The Rhg1 locus that we characterised at the molecular level has been in use for many years on millions of soybean acres. At many stages of soybean breeding, plant breeders already use DNA tests of neighbouring genes to predict the presence of desirable versions of Rhg1, as an alternative to expensive SCN testing. It may be immediately useful that our work offers DNA markers to directly detect the different versions of the Rhg1 genes, rather than making predictions based on nearby genes. However, the more exciting prospect is to use these findings to identify or create more effective versions of Rhg1. Some versions of Rhg1 work better than others against certain nematode populations, for example, and there is great interest in addressing that issue.

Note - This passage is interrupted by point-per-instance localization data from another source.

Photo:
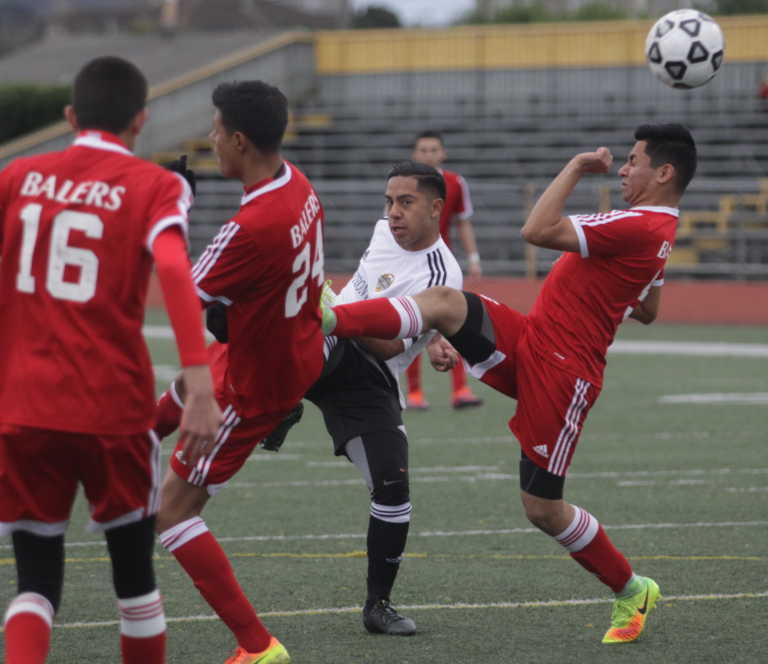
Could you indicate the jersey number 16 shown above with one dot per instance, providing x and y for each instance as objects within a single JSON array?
[{"x": 60, "y": 254}]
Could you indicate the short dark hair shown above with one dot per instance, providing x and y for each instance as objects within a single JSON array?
[
  {"x": 107, "y": 94},
  {"x": 670, "y": 144},
  {"x": 429, "y": 133},
  {"x": 429, "y": 178},
  {"x": 255, "y": 108}
]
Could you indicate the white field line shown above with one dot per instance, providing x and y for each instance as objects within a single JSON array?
[
  {"x": 695, "y": 348},
  {"x": 717, "y": 398},
  {"x": 460, "y": 606},
  {"x": 688, "y": 348},
  {"x": 453, "y": 533},
  {"x": 490, "y": 476}
]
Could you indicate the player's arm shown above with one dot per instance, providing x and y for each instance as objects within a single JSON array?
[
  {"x": 546, "y": 226},
  {"x": 647, "y": 309},
  {"x": 201, "y": 417}
]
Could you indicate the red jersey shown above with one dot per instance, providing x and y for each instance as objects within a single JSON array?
[
  {"x": 77, "y": 232},
  {"x": 458, "y": 203},
  {"x": 266, "y": 265},
  {"x": 586, "y": 295}
]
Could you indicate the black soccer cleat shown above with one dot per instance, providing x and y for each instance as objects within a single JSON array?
[
  {"x": 274, "y": 441},
  {"x": 380, "y": 617}
]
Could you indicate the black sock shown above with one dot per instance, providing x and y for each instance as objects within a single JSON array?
[{"x": 386, "y": 543}]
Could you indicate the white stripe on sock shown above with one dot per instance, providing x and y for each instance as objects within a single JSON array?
[
  {"x": 581, "y": 532},
  {"x": 30, "y": 603},
  {"x": 142, "y": 617},
  {"x": 178, "y": 535}
]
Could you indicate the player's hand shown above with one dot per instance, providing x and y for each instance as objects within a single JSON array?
[
  {"x": 201, "y": 417},
  {"x": 180, "y": 166},
  {"x": 598, "y": 161},
  {"x": 442, "y": 355}
]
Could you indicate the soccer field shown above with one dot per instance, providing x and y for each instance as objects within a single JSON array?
[{"x": 679, "y": 481}]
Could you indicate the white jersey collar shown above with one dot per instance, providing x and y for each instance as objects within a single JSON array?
[
  {"x": 100, "y": 140},
  {"x": 675, "y": 212},
  {"x": 284, "y": 179}
]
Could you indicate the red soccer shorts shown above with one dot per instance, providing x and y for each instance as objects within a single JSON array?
[
  {"x": 234, "y": 443},
  {"x": 551, "y": 404},
  {"x": 235, "y": 439},
  {"x": 40, "y": 470}
]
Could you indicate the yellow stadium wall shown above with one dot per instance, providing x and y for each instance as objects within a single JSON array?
[{"x": 548, "y": 45}]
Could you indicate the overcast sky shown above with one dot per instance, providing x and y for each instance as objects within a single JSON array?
[{"x": 421, "y": 12}]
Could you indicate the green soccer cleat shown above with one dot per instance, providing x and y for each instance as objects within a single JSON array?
[
  {"x": 628, "y": 615},
  {"x": 327, "y": 301},
  {"x": 275, "y": 653}
]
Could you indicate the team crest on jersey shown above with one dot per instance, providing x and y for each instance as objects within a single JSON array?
[
  {"x": 541, "y": 450},
  {"x": 384, "y": 282}
]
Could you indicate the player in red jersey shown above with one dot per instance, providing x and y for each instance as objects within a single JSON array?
[
  {"x": 552, "y": 360},
  {"x": 430, "y": 149},
  {"x": 266, "y": 266},
  {"x": 80, "y": 229}
]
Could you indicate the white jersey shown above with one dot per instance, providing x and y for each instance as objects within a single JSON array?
[{"x": 388, "y": 270}]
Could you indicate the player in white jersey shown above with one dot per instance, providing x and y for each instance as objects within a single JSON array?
[{"x": 359, "y": 394}]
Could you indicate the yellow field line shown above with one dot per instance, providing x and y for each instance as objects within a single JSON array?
[
  {"x": 433, "y": 607},
  {"x": 422, "y": 556}
]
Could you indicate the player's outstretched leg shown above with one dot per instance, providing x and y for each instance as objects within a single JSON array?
[{"x": 439, "y": 308}]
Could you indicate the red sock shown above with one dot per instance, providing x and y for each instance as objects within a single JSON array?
[
  {"x": 593, "y": 550},
  {"x": 143, "y": 651},
  {"x": 205, "y": 562},
  {"x": 413, "y": 373},
  {"x": 28, "y": 629},
  {"x": 384, "y": 318},
  {"x": 142, "y": 629},
  {"x": 167, "y": 414},
  {"x": 459, "y": 376}
]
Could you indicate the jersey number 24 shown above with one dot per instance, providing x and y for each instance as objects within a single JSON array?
[{"x": 298, "y": 291}]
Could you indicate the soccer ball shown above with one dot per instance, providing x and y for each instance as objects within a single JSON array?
[{"x": 685, "y": 48}]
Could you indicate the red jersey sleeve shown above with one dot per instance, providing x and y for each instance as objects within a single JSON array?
[
  {"x": 614, "y": 233},
  {"x": 465, "y": 209},
  {"x": 219, "y": 272},
  {"x": 170, "y": 207}
]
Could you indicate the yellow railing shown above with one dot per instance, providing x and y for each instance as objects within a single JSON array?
[{"x": 583, "y": 44}]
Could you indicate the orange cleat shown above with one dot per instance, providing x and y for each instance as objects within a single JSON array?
[
  {"x": 275, "y": 653},
  {"x": 416, "y": 401},
  {"x": 464, "y": 398}
]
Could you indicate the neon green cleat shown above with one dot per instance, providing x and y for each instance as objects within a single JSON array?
[
  {"x": 327, "y": 300},
  {"x": 628, "y": 615},
  {"x": 275, "y": 653}
]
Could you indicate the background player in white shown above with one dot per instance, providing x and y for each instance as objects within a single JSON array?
[
  {"x": 80, "y": 229},
  {"x": 358, "y": 393},
  {"x": 429, "y": 148},
  {"x": 552, "y": 360},
  {"x": 360, "y": 397}
]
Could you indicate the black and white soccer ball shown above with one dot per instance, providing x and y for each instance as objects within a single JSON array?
[{"x": 685, "y": 48}]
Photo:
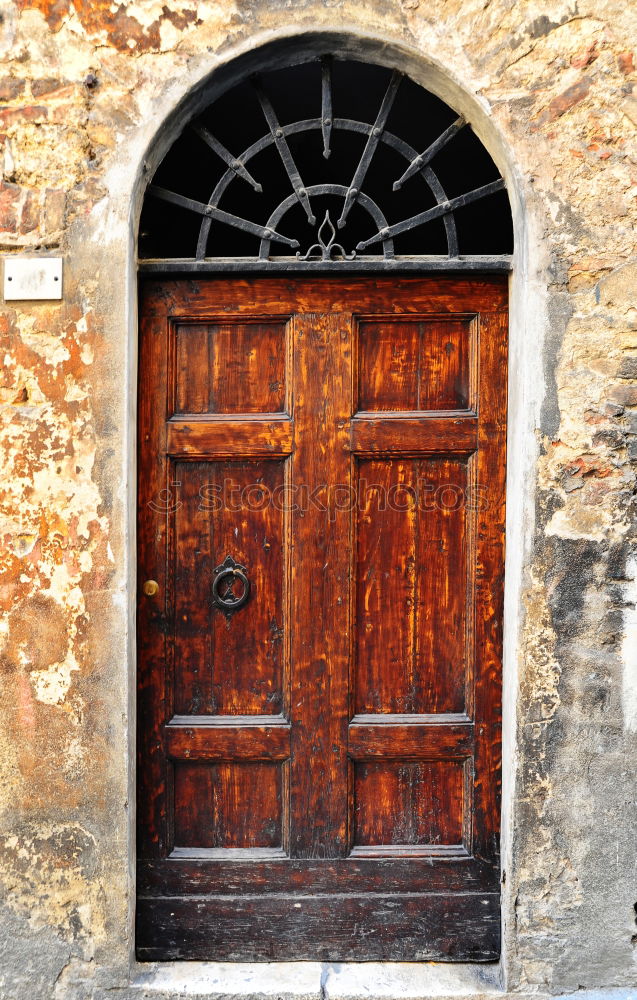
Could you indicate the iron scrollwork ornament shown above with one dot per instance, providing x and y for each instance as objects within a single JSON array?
[{"x": 224, "y": 578}]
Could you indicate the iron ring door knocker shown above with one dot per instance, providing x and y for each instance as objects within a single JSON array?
[{"x": 225, "y": 599}]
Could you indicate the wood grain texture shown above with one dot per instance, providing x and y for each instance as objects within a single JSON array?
[
  {"x": 336, "y": 742},
  {"x": 220, "y": 667},
  {"x": 308, "y": 876},
  {"x": 321, "y": 928},
  {"x": 227, "y": 804},
  {"x": 207, "y": 438},
  {"x": 321, "y": 572},
  {"x": 408, "y": 802},
  {"x": 413, "y": 365},
  {"x": 411, "y": 586},
  {"x": 240, "y": 742},
  {"x": 230, "y": 367},
  {"x": 408, "y": 435}
]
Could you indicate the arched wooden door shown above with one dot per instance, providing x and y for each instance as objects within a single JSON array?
[{"x": 321, "y": 527}]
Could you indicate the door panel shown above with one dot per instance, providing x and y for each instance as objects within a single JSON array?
[
  {"x": 412, "y": 586},
  {"x": 415, "y": 364},
  {"x": 319, "y": 764},
  {"x": 227, "y": 367},
  {"x": 220, "y": 667}
]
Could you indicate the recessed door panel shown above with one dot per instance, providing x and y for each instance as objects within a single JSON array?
[
  {"x": 415, "y": 364},
  {"x": 230, "y": 367},
  {"x": 408, "y": 804},
  {"x": 321, "y": 518},
  {"x": 412, "y": 585}
]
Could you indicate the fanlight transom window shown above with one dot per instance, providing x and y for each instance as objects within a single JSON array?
[{"x": 327, "y": 164}]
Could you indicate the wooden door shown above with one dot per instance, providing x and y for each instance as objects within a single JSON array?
[{"x": 321, "y": 506}]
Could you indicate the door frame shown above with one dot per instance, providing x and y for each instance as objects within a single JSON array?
[{"x": 527, "y": 333}]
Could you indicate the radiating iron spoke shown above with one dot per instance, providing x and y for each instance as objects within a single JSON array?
[
  {"x": 226, "y": 156},
  {"x": 424, "y": 158},
  {"x": 433, "y": 213},
  {"x": 371, "y": 145},
  {"x": 284, "y": 150},
  {"x": 326, "y": 104},
  {"x": 216, "y": 213}
]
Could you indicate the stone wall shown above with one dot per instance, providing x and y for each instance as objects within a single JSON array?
[{"x": 85, "y": 87}]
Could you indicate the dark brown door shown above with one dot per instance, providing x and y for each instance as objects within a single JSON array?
[{"x": 321, "y": 507}]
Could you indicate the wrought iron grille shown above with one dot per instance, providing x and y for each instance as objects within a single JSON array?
[{"x": 305, "y": 168}]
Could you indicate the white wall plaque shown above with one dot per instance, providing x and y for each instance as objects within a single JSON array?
[{"x": 32, "y": 278}]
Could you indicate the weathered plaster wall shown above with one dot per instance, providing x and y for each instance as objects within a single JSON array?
[{"x": 84, "y": 88}]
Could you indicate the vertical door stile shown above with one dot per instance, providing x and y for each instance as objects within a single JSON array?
[{"x": 321, "y": 572}]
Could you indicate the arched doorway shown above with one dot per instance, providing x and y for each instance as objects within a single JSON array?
[{"x": 321, "y": 489}]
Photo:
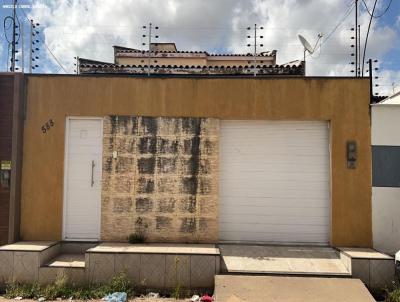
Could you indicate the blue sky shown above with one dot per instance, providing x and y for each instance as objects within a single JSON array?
[{"x": 89, "y": 28}]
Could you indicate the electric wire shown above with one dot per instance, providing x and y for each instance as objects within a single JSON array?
[
  {"x": 372, "y": 14},
  {"x": 350, "y": 9}
]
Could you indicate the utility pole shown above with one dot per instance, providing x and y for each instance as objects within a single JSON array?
[
  {"x": 32, "y": 41},
  {"x": 77, "y": 64},
  {"x": 21, "y": 30},
  {"x": 255, "y": 46},
  {"x": 149, "y": 35},
  {"x": 371, "y": 92}
]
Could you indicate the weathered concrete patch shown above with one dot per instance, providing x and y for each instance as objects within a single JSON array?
[{"x": 163, "y": 173}]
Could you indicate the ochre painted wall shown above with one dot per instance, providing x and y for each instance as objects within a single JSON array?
[{"x": 344, "y": 102}]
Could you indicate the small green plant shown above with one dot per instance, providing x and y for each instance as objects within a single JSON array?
[
  {"x": 121, "y": 283},
  {"x": 62, "y": 289}
]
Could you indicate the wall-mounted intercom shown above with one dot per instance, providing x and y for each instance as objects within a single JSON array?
[{"x": 351, "y": 154}]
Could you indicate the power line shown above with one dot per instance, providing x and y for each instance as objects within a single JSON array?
[
  {"x": 366, "y": 38},
  {"x": 372, "y": 14},
  {"x": 47, "y": 47}
]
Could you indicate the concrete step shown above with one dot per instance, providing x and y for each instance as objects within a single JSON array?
[
  {"x": 68, "y": 266},
  {"x": 282, "y": 260},
  {"x": 234, "y": 288}
]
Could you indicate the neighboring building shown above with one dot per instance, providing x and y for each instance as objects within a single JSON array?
[
  {"x": 11, "y": 100},
  {"x": 386, "y": 174},
  {"x": 164, "y": 58}
]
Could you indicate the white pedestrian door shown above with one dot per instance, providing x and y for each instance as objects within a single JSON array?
[
  {"x": 83, "y": 168},
  {"x": 275, "y": 181}
]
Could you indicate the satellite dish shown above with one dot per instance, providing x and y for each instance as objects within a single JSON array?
[{"x": 307, "y": 46}]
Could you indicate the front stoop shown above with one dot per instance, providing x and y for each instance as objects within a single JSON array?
[
  {"x": 156, "y": 266},
  {"x": 20, "y": 262},
  {"x": 235, "y": 288}
]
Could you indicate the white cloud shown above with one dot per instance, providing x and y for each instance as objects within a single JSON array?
[{"x": 89, "y": 28}]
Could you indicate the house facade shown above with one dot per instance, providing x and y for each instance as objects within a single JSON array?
[{"x": 278, "y": 160}]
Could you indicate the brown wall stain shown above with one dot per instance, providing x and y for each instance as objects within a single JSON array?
[{"x": 344, "y": 102}]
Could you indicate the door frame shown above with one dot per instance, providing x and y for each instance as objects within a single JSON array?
[{"x": 66, "y": 150}]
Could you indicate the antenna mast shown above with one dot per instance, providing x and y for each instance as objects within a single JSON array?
[{"x": 255, "y": 45}]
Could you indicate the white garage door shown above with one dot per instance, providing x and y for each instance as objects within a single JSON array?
[{"x": 274, "y": 181}]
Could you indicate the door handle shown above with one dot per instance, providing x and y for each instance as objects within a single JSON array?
[{"x": 92, "y": 182}]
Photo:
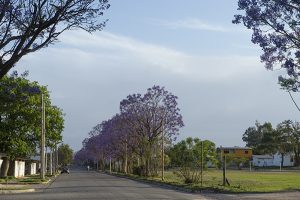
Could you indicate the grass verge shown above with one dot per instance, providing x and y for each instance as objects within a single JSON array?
[{"x": 240, "y": 181}]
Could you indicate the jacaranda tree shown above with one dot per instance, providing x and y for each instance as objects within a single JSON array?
[
  {"x": 276, "y": 29},
  {"x": 132, "y": 139}
]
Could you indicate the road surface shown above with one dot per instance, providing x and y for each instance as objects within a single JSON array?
[{"x": 80, "y": 184}]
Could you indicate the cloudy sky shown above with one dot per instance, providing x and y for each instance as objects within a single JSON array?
[{"x": 190, "y": 47}]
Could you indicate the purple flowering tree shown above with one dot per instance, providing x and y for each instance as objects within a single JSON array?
[
  {"x": 150, "y": 115},
  {"x": 276, "y": 29},
  {"x": 29, "y": 25},
  {"x": 132, "y": 139}
]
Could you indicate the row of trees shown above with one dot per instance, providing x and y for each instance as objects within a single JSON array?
[
  {"x": 20, "y": 118},
  {"x": 132, "y": 139},
  {"x": 191, "y": 156},
  {"x": 284, "y": 138}
]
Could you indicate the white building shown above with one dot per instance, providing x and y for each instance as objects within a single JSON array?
[{"x": 273, "y": 160}]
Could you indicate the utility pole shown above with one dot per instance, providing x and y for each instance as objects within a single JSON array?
[
  {"x": 42, "y": 156},
  {"x": 110, "y": 165},
  {"x": 51, "y": 164},
  {"x": 162, "y": 154},
  {"x": 56, "y": 158},
  {"x": 126, "y": 159},
  {"x": 201, "y": 163},
  {"x": 224, "y": 170}
]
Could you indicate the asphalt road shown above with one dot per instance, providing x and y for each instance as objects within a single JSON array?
[
  {"x": 80, "y": 184},
  {"x": 91, "y": 185}
]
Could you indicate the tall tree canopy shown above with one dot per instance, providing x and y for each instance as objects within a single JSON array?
[
  {"x": 135, "y": 134},
  {"x": 276, "y": 29},
  {"x": 29, "y": 25},
  {"x": 20, "y": 118}
]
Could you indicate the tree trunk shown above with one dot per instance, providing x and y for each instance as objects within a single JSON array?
[
  {"x": 4, "y": 167},
  {"x": 282, "y": 158}
]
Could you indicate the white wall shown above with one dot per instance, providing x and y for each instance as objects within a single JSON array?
[
  {"x": 33, "y": 168},
  {"x": 275, "y": 160},
  {"x": 286, "y": 160},
  {"x": 262, "y": 162},
  {"x": 19, "y": 169}
]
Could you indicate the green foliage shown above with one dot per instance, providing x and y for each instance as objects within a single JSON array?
[
  {"x": 20, "y": 116},
  {"x": 187, "y": 155},
  {"x": 65, "y": 154}
]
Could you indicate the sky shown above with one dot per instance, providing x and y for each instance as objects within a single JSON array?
[{"x": 189, "y": 47}]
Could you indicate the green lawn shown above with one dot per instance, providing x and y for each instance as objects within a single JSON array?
[{"x": 240, "y": 181}]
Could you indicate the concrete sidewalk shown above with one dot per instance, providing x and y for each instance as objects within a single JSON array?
[{"x": 15, "y": 188}]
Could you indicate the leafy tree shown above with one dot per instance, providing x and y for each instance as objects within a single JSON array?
[
  {"x": 275, "y": 26},
  {"x": 29, "y": 25},
  {"x": 65, "y": 154},
  {"x": 295, "y": 139},
  {"x": 187, "y": 156},
  {"x": 259, "y": 138},
  {"x": 283, "y": 138},
  {"x": 152, "y": 114},
  {"x": 20, "y": 118}
]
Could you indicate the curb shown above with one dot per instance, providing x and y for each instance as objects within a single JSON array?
[
  {"x": 16, "y": 191},
  {"x": 42, "y": 186},
  {"x": 163, "y": 185}
]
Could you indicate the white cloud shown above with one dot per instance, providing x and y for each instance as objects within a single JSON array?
[
  {"x": 114, "y": 48},
  {"x": 90, "y": 74},
  {"x": 190, "y": 23}
]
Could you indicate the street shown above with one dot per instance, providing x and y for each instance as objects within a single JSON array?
[{"x": 81, "y": 184}]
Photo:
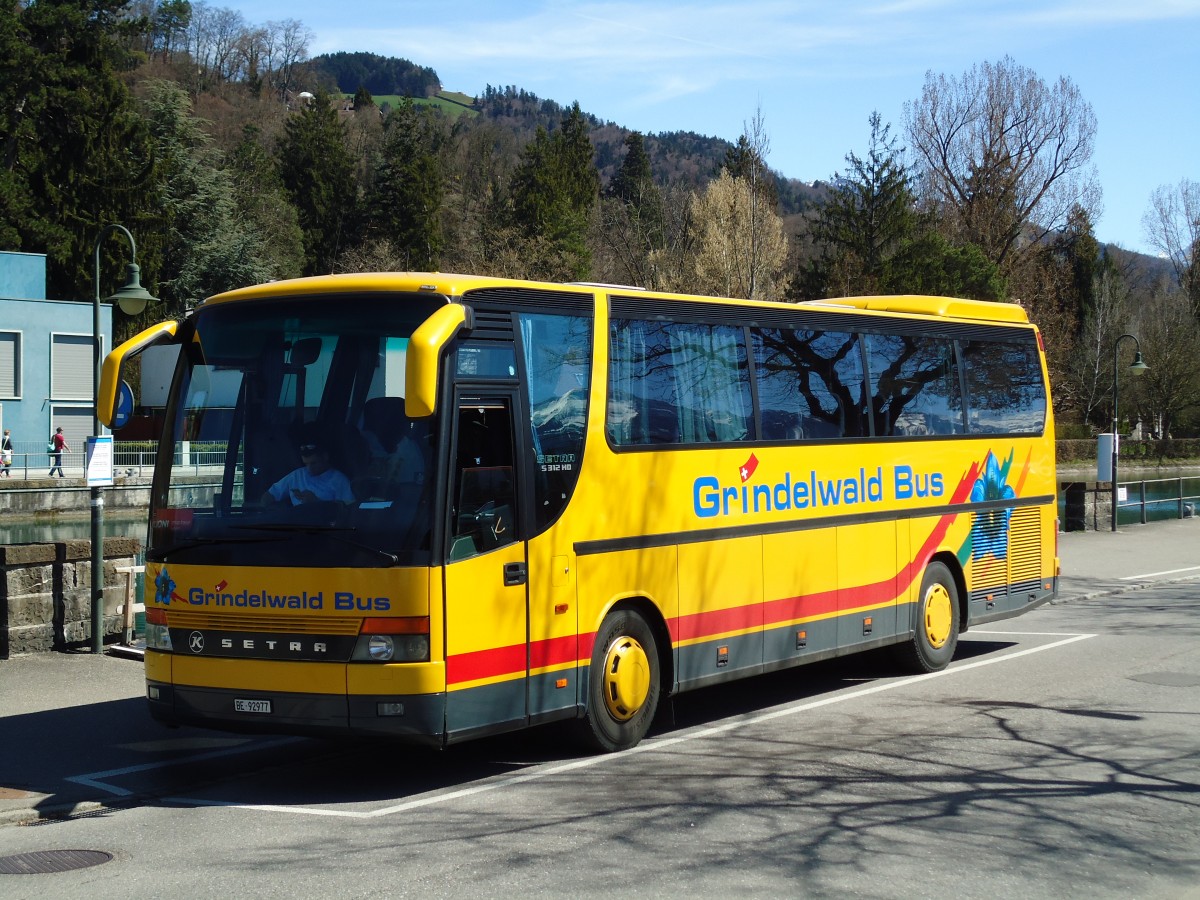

What is unusual about the discovery that multiple copies of Rhg1 confer resistance?
Having multiple copies of a gene can offer the chance for evolutionary changes in one copy, while another copy is preserved to carry out the original function; that is very common across all organisms. But a few things are unusual about Rhg1.

First, the SCN resistance trait is conferred by at least three genes at the Rhg1 locus rather than one gene; those genes are all right next to each other, a trait common in microbes but not in multicellular organisms.

Second, this small block of genes is not just duplicated; it is present in as many as ten adjacent copies in the SCN-resistant plants.

Lastly, it appears that the SCN resistance trait is a matter of higher expression of these genes, achieved by this gene copy number increase, rather than being due mainly to amino acid differences between the encoded proteins of resistant and susceptible plants, or due to transcription factors that raise the expression of any given copy of the genes. 

How much do we know about the mechanism(s) at work here?
We still know very little about the biochemical mechanisms of resistance. Now that we have discovered the relevant genes, we are turning our attention to those questions. With three genes to study, we may have supplied ourselves with three times as much work! Two of the three gene products appear to be involved in trafficking molecules within or between cells, so that is a starting point. We also are curious to study genetic and evolutionary mechanisms, asking how this genetic structure arose, and whether it changes readily.

What are the next stages for your research? Could there be implications for other diseases?
The previous answers address a few interesting areas: biochemical mechanisms, genetic mechanisms, and also the variable efficacy of Rhg1 against different nematode populations. But your question anticipates another idea we are testing: can the Rhg1 genes be placed into other plants to potentially control other cyst nematode diseases? More broadly, can the cellular/biochemical themes of Rhg1-mediated resistance be adapted to work against other nematode diseases? There is a need for many more scientists than our lab can furnish to explore all of these questions.